Dans un contexte où les activités extractives à grande échelle se conjuguent à des dynamiques sécuritaires complexes, il est essentiel de renforcer les capacités de la société civile à lutter contre les violations des droits humains commises par les entreprises. Dans le cadre de l’Initiative pour la responsabilité des entreprises (IRE), ICoCA a récemment réuni des organisations de la société civile mozambicaines lors d’un atelier de trois jours axé sur le renforcement des compétences en matière de documentation et de suivi de ces violations.
L’atelier a permis aux participants de réfléchir aux défis liés aux activités des entreprises dans des environnements à haut risque. Une attention particulière a été accordée au rôle des prestataires de services de sécurité privée opérant le long de chaînes de valeur à haut risque, ainsi qu’aux implications pratiques que cela implique pour les acteurs de la société civile engagés dans la collecte de preuves, le suivi et le signalement.
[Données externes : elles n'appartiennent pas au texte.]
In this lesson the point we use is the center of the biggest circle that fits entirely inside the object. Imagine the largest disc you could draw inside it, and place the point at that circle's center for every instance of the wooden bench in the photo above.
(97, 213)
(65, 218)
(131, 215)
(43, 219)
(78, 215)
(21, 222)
Renforcer les compétences pour améliorer la collecte de preuves et le reporting
À travers des études de cas, des exercices pratiques et des échanges entre pairs, les participants ont exploré différentes approches de la collecte de preuves et de la documentation des violations liées aux entreprises. L’atelier a abordé des approches centrées sur les victimes et conformes aux normes internationales, favorisant une réflexion sur la manière dont les processus de documentation peuvent mieux prendre en compte les expériences et les besoins des personnes et des communautés touchées.
Les participants ont également examiné les cadres juridiques régissant le comportement des entreprises et les services de sécurité privée, ainsi que les voies de signalement disponibles aux niveaux national et international. En combinant des apports théoriques et des exercices pratiques, la formation a favorisé un apprentissage concret tout en encourageant la discussion sur les défis auxquels sont confrontées les organisations de la société civile travaillant sur ces questions au Mozambique.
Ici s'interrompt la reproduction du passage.